A follow-up analysis from LATTE-2 showed that most participants generally favored an injectable HIV regimen to taking daily pills, with many stating that it helped with stigma.
An analysis was presented from 39 in-depth interviews of 27 participants (2 of whom were women) and 12 clinicians of patient experiences with injections. Most rated their satisfaction with getting intramuscular injections every 4 or 8 weeks over at least 32 weeks of treatment as a 5 or 6 on a 6-point scale.
Average age was 37 years and most participants were gay men. Almost all reported some level of side effects with the injected regimen: 82% mild and 17% moderate injection site reactions that included soreness, pain, swelling and nodules usually lasting 1-2 days and at most 7 days. Other side effects included fever, tiredness, headache and rash reported by 4% or fewer people.
Some participants said the injections were simpler and more convenient than daily dosing and helped with their confidentiality. Participants generally preferred the injections to taking daily pills (~80%) and would like to continue on them (~85%). However, some were concerned with the number of clinic visits to get the injections, especially for those injected every 4 weeks.

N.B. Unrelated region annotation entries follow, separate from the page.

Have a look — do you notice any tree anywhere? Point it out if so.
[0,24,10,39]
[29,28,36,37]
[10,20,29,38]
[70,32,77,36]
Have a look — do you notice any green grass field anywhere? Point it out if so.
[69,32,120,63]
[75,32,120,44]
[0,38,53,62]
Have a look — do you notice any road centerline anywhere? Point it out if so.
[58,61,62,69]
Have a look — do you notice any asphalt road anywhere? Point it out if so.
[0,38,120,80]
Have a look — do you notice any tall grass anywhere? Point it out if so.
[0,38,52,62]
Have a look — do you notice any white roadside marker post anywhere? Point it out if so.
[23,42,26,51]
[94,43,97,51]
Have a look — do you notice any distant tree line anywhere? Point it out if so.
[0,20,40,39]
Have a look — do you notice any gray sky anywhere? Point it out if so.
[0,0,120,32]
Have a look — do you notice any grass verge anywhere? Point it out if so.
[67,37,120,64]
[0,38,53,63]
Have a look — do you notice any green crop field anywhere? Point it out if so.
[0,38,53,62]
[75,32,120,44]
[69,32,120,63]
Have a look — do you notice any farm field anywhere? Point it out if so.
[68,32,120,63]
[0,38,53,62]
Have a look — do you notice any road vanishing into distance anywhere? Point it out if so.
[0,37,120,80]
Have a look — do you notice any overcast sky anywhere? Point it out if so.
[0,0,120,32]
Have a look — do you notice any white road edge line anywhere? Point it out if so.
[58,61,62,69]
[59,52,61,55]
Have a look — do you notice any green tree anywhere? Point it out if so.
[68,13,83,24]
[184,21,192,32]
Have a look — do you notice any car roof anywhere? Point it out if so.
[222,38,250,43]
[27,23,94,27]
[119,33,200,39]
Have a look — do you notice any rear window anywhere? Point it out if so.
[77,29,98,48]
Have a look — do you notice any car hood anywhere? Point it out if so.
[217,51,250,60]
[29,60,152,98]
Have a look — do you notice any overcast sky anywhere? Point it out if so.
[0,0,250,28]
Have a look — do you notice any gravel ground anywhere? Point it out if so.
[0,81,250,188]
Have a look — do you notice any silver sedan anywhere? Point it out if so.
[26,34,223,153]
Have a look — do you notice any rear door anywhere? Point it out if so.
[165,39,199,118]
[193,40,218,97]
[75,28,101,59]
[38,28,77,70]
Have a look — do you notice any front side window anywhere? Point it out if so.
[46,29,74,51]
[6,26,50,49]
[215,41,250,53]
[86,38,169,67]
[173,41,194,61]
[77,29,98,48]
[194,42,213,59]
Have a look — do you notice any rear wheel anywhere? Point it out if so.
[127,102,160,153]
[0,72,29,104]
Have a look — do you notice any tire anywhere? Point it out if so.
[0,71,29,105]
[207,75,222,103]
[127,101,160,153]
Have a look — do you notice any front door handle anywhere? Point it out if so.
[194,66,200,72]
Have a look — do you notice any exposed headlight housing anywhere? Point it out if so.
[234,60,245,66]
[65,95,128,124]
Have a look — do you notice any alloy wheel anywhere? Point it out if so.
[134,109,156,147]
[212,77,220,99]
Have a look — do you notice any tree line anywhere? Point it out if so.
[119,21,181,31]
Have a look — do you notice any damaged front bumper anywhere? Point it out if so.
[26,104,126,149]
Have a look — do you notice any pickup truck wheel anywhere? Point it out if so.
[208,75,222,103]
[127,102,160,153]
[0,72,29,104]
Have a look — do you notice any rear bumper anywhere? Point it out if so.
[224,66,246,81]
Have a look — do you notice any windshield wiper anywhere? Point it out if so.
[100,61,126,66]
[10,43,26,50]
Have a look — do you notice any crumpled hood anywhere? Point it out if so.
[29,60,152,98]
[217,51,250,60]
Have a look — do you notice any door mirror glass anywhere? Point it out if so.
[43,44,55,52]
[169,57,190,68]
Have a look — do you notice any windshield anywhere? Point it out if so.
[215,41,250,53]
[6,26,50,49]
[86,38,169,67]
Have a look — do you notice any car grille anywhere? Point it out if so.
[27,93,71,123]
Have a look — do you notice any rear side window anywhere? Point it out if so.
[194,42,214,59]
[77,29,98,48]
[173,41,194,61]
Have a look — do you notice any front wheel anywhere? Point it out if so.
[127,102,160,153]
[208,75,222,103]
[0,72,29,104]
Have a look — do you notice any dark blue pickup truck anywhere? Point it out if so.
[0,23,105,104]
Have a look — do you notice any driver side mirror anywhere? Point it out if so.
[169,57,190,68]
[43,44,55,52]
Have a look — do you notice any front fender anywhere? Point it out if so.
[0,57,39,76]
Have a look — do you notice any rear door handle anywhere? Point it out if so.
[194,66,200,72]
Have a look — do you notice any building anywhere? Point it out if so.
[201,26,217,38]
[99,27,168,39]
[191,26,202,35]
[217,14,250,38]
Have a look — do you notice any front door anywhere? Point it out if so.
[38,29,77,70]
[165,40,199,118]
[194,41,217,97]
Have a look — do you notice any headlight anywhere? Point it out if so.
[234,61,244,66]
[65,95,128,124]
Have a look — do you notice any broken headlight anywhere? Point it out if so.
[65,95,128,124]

The 12 clinicians were concerned about the issues that injections may pose in the context of patients missing visits, managing side effects and resistance. More research will be needed to identify who would be good candidates for injected regimens.
D Kerrigan, et al. Experiences with long-acting injectable ART: ... (LATTE-2). 2016 International AIDS Conference, Durban, South Africa. Abstract THAB0204.